Alternatively, you could use with torch.no_grad(): and remove the .data call.

1 Like

but this works only for the first layer isn’t it?

No, all layers are applied using:

model.apply(weights_init)

Thank you very much sir

If for some hyperparameter calculation I am iterating over the network again and for each iteration, I want to reset the weights of all the parameters of the network to be same as without any training then how can I achieve this?
your above solution only initialise the weights once after that it does not reset the weights to xavier initialisation on every successive iteration.

You can call model.apply(weights_init) in your training loop, if you want.

for data, target in train_loader):
    # your training code
    ...
    optimizer.step()
    ...
    model.apply(weighs_init)

Are you sure you want to reset your weights after every iteration?

If you really need the exact same weights, you would need to set the seed before calling weights_init:

torch.manual_seed(YOUR_SEED)
model.apply(weights_init)

for data, target in train_loader:
    ...
    torch.manual_seed(YOUR_SEED)
    model.apply(weights_init)

consider the case that I am plotting the graph between different learning rate vs. respective loss so in this case, I would require to initialize the weight each time for the new learning rate.
So what is the easy method to do this?
After using your above method the loss for the first iteration for each value of learning rate should be same but for my code that is not the case please help?

The easiest way would be to set a random seed, initialize the model once and save its state_dict.
Once your experiment is finished, just load the state_dict and your model will have the same weights again.

If you might want to exclude all random effects, you probably want to set shuffle=False in your DataLoader, since this could also change the results.
Also, you could set torch.backends.cudnn.deterministic = True, but that could slow down your code a lot.
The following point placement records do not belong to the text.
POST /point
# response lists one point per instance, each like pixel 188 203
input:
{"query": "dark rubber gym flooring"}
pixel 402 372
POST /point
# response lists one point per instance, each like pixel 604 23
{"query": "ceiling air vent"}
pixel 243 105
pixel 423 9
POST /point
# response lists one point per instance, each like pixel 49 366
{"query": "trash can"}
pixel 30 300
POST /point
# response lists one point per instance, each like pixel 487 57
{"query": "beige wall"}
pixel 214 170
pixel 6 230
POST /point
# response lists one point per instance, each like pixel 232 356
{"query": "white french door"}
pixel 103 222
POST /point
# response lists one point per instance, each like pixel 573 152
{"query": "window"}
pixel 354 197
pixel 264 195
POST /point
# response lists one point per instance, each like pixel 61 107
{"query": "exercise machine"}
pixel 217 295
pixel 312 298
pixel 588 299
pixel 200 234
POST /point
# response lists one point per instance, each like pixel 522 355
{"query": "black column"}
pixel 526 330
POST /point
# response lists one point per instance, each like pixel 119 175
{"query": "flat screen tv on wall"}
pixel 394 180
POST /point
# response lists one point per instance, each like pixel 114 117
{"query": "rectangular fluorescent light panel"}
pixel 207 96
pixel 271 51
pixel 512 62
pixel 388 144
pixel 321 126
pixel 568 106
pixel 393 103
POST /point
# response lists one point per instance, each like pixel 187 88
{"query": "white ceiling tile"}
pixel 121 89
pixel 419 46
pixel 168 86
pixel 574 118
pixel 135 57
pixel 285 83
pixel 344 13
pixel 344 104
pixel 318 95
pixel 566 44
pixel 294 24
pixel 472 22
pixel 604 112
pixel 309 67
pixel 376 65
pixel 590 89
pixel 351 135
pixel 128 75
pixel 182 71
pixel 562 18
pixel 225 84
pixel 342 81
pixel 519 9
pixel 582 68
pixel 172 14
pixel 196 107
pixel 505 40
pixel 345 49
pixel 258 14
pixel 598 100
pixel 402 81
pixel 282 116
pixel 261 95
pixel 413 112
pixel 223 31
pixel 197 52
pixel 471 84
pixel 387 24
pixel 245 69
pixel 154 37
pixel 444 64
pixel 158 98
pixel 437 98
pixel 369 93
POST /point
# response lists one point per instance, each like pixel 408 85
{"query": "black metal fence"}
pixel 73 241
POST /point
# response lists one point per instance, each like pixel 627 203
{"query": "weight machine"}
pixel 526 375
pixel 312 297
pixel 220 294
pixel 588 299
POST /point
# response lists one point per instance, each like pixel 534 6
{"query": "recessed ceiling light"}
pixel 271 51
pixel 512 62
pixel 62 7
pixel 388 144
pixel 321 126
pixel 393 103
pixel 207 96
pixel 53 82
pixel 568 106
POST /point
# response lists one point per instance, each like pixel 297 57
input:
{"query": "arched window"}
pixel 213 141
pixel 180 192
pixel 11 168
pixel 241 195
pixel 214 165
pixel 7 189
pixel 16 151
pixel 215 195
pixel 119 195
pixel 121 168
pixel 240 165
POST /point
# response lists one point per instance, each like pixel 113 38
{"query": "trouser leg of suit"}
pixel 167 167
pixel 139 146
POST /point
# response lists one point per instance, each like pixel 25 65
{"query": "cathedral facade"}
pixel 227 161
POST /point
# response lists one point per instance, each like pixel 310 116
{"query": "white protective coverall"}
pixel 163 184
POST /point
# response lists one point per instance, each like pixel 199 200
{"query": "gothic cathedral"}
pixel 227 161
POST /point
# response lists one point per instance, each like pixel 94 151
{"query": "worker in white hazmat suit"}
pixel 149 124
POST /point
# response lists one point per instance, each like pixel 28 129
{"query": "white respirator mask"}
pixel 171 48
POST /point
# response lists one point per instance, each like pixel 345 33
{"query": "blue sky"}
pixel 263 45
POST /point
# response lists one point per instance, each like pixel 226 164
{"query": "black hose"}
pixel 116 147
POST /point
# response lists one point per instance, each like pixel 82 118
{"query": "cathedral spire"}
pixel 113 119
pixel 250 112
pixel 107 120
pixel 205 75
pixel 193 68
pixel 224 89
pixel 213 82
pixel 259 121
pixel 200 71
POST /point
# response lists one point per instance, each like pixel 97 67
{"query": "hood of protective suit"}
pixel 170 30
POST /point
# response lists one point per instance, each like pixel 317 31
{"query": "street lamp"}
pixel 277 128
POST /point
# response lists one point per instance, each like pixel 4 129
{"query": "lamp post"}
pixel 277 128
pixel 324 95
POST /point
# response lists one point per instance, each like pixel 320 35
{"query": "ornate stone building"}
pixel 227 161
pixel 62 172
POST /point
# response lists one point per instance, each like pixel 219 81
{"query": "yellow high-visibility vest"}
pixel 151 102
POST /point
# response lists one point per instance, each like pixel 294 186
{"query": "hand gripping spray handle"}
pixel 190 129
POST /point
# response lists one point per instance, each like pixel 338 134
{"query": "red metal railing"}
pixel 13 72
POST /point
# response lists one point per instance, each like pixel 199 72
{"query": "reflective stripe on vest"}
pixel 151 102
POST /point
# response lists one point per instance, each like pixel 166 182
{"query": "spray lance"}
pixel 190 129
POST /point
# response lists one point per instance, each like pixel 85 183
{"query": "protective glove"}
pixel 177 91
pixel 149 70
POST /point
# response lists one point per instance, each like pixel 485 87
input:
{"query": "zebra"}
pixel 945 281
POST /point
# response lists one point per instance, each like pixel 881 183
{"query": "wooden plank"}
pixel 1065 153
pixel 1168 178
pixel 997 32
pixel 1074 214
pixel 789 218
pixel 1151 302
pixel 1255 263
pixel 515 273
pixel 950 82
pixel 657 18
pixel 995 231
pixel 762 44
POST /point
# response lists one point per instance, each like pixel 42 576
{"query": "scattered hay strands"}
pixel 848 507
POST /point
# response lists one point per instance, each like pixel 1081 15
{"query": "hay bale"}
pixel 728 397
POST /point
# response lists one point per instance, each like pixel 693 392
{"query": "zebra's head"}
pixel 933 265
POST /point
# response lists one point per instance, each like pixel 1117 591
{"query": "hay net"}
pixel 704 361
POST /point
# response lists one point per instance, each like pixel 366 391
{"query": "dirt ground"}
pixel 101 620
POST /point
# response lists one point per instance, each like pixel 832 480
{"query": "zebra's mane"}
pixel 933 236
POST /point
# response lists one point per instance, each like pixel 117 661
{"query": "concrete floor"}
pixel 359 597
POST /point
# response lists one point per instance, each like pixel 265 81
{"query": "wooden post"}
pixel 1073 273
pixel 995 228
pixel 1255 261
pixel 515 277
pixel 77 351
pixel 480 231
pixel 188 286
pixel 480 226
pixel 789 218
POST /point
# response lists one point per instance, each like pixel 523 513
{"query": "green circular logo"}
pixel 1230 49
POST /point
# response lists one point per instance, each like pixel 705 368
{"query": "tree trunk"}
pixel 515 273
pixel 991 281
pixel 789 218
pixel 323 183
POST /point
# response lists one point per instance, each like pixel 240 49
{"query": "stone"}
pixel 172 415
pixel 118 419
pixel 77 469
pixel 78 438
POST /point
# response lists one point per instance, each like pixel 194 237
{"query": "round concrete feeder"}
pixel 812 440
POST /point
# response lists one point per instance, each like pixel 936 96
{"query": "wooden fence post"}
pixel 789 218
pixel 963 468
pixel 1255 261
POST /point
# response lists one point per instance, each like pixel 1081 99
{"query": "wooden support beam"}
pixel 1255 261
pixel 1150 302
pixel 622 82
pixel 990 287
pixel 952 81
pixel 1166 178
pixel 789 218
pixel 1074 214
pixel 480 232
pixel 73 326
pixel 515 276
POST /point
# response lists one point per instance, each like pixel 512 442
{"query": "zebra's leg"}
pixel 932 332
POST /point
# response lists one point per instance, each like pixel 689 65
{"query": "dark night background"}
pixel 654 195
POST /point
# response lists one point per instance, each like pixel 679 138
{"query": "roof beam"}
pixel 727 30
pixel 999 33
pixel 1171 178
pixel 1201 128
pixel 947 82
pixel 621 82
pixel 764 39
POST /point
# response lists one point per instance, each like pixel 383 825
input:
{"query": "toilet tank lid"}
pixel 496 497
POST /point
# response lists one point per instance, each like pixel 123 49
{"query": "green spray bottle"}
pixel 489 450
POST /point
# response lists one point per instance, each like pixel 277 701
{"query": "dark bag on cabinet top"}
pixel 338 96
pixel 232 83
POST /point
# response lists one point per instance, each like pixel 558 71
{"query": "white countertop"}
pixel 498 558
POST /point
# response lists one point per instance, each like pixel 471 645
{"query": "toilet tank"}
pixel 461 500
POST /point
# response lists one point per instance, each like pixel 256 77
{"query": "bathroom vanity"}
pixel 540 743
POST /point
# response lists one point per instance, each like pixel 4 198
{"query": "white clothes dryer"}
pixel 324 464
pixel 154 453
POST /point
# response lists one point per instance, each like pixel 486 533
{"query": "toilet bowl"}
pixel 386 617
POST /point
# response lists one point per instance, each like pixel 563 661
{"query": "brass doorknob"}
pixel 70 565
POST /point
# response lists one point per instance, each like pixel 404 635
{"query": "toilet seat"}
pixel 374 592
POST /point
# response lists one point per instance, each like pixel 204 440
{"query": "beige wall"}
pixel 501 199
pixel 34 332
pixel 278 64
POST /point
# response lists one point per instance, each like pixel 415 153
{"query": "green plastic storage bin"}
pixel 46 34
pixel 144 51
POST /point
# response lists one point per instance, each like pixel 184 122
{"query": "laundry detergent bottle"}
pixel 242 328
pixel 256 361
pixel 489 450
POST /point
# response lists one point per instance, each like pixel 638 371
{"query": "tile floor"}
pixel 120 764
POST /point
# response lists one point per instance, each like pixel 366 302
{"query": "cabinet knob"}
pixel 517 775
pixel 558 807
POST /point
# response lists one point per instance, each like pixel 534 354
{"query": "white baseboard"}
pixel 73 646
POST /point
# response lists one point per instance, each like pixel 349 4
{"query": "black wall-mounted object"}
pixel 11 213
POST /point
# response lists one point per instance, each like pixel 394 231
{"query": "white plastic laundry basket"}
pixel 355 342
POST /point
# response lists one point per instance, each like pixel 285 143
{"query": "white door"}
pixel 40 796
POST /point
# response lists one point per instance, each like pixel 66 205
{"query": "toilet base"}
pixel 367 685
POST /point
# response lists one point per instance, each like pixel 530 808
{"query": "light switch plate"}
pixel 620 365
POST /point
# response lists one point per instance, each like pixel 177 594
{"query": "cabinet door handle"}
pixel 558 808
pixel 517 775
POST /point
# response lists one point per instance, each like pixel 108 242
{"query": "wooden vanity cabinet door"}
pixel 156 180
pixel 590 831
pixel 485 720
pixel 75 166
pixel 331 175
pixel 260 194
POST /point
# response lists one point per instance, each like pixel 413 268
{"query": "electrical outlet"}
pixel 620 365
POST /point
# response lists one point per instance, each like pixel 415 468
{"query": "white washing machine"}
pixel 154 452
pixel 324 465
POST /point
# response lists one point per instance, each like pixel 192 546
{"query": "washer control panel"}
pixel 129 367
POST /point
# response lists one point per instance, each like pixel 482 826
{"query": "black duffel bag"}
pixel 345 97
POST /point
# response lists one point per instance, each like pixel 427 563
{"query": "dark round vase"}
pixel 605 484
Hi, is the function weights_init a method of the network class?
And does it works for nn.Module?

Thanks.

I defined the function in my first post.
It does work for modules, such that you can call model.apply(weights_init).
In the method you could use conditions to initialize different module classes with different init functions.

Thanks for clarification!

I defined the function before the network class, and call it in a method fit in the class, and it worked.